Google Cloud Internal HTTP(S) Load Balancing is a proxy-based, regional Layer 7 load balancer that enables you to run and scale your services behind an internal IP address.
Internal HTTP(S) Load Balancing distributes HTTP and HTTPS traffic to backends hosted on Compute Engine and Google Kubernetes Engine (GKE). The load balancer is accessible only in the chosen region of your Virtual Private Cloud (VPC) network on an internal IP address.
Internal HTTP(S) Load Balancing is a managed service based on the open source Envoy proxy. This enables rich traffic control capabilities based on HTTP(S) parameters. After the load balancer has been configured, it automatically allocates Envoy proxies to meet your traffic needs.
At a high level, an internal HTTP(S) load balancer consists of:
- An internal IP address to which clients send traffic. Only clients that are located in the same region as the load balancer can access this IP address. Internal client requests stay internal to your network and region.
- One or more backend services to which the load balancer forwards traffic. Backends can be Compute Engine VMs, groups of Compute Engine VMs (through instance groups), or GKE nodes (through network endpoint groups [NEGs]).
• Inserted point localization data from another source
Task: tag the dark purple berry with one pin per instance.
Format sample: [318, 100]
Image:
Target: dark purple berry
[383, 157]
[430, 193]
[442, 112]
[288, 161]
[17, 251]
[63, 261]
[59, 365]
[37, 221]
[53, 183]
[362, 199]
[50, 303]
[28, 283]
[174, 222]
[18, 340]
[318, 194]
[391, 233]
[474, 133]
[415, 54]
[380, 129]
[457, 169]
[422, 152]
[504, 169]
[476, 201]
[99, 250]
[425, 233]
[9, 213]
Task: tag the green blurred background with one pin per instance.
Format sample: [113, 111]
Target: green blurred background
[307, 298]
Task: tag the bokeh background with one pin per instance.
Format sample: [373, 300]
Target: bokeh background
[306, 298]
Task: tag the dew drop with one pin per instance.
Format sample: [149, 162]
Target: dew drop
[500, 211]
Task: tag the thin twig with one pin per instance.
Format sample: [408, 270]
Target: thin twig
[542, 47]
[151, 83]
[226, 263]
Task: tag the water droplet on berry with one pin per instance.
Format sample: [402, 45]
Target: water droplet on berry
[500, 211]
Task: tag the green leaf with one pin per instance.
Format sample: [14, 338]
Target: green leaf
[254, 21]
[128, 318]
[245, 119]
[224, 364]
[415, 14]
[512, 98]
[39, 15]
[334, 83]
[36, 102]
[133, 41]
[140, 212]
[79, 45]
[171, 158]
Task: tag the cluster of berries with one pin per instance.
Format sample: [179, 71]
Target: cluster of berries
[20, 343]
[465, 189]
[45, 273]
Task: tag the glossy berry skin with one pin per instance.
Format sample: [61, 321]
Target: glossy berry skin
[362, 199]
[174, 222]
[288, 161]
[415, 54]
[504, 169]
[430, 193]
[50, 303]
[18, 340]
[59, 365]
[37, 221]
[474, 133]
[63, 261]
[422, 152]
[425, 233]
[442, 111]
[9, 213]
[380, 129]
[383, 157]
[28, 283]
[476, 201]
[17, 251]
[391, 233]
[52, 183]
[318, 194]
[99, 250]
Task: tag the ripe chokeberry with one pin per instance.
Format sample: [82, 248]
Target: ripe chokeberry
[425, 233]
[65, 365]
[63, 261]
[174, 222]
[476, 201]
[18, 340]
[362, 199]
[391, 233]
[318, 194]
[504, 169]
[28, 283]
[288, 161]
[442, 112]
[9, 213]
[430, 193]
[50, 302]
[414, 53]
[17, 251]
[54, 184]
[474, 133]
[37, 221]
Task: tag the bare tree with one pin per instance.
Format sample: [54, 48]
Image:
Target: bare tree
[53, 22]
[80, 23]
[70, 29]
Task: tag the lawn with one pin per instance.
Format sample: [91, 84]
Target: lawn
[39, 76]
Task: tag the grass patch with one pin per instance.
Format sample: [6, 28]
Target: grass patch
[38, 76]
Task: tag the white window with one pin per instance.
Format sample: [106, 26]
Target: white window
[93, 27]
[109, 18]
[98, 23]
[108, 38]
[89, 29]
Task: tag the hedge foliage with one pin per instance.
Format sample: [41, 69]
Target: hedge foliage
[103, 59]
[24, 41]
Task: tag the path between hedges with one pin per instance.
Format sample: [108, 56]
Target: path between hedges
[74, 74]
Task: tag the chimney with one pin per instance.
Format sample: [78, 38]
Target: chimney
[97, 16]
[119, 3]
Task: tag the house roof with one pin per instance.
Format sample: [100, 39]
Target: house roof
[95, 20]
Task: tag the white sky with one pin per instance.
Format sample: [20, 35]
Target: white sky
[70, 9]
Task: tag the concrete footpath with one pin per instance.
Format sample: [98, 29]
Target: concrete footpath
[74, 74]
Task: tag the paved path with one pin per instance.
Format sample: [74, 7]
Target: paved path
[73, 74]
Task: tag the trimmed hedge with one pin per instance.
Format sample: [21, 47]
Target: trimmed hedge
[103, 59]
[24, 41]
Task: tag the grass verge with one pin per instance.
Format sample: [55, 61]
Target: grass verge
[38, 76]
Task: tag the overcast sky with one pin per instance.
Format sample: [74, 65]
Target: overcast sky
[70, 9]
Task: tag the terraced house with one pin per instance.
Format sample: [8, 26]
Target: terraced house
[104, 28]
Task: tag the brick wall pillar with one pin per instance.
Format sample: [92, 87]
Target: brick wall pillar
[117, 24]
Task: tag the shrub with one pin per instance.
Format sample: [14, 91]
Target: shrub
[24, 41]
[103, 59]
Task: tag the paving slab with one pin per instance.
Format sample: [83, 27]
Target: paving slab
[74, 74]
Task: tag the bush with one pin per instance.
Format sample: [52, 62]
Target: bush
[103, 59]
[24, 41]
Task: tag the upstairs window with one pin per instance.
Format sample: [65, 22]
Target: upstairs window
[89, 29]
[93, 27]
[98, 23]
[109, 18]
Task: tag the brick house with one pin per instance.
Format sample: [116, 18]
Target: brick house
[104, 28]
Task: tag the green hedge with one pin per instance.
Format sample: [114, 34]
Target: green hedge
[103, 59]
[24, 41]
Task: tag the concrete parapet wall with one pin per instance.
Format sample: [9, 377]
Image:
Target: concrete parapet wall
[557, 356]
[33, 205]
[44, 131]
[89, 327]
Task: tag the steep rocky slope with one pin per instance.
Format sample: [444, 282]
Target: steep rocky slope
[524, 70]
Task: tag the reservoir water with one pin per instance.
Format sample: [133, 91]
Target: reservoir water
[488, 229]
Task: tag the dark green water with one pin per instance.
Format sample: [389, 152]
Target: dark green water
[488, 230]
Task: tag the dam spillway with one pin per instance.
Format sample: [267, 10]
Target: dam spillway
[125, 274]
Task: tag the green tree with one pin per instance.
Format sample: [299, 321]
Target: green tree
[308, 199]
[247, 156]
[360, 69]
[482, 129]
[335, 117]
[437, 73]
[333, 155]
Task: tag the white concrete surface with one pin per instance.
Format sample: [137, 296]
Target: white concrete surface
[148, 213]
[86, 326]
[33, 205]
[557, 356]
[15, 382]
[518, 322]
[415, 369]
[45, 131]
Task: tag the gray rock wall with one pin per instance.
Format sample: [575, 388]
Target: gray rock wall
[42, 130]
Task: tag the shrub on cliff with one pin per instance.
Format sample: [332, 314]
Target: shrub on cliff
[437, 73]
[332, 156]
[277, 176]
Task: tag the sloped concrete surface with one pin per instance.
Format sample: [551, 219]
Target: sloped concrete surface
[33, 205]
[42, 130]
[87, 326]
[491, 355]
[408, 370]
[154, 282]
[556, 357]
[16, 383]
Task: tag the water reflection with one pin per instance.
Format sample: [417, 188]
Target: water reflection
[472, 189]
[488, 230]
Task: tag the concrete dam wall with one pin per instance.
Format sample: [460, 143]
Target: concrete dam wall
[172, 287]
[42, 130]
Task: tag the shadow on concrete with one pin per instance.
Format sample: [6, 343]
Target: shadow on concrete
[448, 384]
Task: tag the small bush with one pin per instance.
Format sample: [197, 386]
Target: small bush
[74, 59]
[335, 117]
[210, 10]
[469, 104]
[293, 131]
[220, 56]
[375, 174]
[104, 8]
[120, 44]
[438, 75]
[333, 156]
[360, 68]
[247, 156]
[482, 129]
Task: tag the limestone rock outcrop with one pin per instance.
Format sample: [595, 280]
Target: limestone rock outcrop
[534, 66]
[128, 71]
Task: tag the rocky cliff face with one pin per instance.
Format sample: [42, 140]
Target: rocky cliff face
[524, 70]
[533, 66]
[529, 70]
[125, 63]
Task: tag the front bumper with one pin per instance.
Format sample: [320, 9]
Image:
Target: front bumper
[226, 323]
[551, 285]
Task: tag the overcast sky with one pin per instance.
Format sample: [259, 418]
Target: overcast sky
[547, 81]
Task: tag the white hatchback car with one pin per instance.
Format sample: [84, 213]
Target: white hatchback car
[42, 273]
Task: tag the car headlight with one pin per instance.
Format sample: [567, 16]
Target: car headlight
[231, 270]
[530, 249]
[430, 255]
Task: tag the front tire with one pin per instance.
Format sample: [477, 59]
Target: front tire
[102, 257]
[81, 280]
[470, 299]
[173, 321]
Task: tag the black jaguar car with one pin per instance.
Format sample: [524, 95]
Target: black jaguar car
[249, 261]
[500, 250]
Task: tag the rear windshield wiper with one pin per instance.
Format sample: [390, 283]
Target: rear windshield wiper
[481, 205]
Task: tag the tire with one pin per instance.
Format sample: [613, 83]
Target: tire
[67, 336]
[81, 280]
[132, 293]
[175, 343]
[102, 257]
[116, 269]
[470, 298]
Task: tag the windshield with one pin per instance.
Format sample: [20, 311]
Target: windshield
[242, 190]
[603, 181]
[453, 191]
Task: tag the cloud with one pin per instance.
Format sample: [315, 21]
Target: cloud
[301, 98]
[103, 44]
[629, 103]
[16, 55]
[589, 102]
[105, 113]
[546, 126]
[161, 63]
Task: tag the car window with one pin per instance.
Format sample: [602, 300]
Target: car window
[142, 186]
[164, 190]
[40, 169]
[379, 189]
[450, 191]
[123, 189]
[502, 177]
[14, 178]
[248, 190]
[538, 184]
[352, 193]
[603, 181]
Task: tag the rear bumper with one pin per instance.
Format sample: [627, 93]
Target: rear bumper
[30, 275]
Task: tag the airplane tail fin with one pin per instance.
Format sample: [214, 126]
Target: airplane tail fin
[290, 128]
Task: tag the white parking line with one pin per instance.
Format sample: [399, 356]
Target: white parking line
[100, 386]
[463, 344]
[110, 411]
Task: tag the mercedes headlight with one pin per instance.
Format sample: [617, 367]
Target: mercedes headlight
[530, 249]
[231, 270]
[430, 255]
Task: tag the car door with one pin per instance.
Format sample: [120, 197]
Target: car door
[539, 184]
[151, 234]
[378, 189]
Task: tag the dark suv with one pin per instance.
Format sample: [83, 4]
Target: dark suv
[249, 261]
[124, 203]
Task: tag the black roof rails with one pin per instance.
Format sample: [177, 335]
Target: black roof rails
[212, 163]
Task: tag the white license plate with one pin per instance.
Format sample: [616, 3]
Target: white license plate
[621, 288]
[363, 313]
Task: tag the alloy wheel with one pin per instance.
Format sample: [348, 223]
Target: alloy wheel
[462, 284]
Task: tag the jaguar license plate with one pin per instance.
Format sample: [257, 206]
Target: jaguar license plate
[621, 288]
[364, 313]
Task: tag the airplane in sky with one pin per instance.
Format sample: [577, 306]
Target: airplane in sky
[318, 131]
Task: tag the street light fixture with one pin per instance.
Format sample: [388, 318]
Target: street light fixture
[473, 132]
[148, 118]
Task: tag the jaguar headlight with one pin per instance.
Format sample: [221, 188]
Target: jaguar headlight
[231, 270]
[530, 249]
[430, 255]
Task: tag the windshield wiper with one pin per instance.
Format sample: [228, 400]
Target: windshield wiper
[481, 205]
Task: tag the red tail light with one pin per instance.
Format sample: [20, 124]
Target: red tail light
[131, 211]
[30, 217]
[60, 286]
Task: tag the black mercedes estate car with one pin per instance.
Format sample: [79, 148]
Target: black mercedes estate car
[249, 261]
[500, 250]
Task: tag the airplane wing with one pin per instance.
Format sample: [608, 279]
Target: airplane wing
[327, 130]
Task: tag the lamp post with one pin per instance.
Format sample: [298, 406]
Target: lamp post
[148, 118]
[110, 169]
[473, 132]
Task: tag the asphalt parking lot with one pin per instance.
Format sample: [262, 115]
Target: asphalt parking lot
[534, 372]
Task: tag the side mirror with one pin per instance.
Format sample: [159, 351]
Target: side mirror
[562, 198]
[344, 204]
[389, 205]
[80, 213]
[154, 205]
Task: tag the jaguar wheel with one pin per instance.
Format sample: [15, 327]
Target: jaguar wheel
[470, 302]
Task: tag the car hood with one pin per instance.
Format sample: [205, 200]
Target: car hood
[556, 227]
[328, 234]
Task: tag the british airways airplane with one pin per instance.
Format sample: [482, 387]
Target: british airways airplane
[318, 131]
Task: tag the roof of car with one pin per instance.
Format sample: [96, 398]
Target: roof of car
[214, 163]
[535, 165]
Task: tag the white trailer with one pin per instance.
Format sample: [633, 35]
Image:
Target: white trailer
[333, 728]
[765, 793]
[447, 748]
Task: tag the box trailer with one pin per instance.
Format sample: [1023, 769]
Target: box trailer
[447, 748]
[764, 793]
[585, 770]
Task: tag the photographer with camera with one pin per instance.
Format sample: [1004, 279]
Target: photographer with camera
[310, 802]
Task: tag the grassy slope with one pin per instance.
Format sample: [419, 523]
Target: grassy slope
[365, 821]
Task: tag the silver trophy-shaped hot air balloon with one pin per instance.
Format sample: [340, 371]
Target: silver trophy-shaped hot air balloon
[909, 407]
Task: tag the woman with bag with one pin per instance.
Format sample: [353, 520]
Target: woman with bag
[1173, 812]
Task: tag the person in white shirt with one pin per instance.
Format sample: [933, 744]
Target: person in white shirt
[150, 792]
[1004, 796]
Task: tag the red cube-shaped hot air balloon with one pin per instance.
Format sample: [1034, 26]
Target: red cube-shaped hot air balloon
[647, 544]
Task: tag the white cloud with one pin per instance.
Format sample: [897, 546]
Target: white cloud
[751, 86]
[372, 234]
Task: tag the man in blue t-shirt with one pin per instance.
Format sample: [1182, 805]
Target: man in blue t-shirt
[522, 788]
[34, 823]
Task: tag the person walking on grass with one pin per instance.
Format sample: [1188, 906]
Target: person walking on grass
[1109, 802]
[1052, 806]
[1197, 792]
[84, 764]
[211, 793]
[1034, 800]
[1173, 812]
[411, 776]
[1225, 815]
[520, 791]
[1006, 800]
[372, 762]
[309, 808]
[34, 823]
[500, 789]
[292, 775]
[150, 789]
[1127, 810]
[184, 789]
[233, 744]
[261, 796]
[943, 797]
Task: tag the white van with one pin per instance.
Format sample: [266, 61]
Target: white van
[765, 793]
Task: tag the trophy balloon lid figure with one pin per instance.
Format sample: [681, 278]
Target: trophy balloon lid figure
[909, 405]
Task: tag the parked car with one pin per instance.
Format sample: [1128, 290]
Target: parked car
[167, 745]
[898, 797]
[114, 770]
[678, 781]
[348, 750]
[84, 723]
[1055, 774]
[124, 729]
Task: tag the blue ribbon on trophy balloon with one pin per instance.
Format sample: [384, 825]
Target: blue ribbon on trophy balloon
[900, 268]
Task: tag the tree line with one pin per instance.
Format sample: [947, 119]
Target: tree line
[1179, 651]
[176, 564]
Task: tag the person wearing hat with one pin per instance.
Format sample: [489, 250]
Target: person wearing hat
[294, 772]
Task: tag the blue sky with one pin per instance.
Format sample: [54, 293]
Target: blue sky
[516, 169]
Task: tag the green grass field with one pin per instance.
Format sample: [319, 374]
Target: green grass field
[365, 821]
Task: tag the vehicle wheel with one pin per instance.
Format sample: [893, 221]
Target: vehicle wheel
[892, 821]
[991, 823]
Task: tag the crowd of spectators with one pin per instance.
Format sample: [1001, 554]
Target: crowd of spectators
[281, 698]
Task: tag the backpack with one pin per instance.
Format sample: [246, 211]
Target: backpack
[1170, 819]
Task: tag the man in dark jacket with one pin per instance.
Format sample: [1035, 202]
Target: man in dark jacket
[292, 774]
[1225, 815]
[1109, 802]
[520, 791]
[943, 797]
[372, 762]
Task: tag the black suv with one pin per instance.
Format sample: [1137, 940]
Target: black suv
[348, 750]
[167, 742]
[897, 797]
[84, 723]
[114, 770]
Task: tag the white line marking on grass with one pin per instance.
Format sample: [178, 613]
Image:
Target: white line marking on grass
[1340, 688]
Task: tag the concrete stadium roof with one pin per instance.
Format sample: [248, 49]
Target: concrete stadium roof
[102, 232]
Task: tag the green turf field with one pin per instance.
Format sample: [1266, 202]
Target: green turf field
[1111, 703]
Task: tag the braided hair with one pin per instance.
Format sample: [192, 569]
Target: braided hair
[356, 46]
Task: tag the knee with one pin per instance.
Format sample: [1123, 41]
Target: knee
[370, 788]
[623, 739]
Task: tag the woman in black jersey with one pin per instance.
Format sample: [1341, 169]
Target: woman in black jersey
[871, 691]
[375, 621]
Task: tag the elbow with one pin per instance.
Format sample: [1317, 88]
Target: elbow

These backends must be located in the same region as the load balancer.
Two additional components are used to deliver the load balancing service:
- A URL map, which defines traffic control rules (based on Layer 7 parameters such as HTTP headers) that map to specific backend services. The load balancer evaluates incoming requests against the URL map to route traffic to backend services or perform additional actions (such as redirects).
- Health checks, which periodically check the status of backends and reduce the risk that client traffic is sent to a non-responsive backend.
For limitations specific to Internal HTTP(S) Load Balancing, see the Limitations section.
For information about how the Google Cloud load balancers differ from each other, see the following documents:
Internal HTTP(S) Load Balancing addresses many use cases. This section provides a few high-level examples. For additional examples, see traffic management use cases.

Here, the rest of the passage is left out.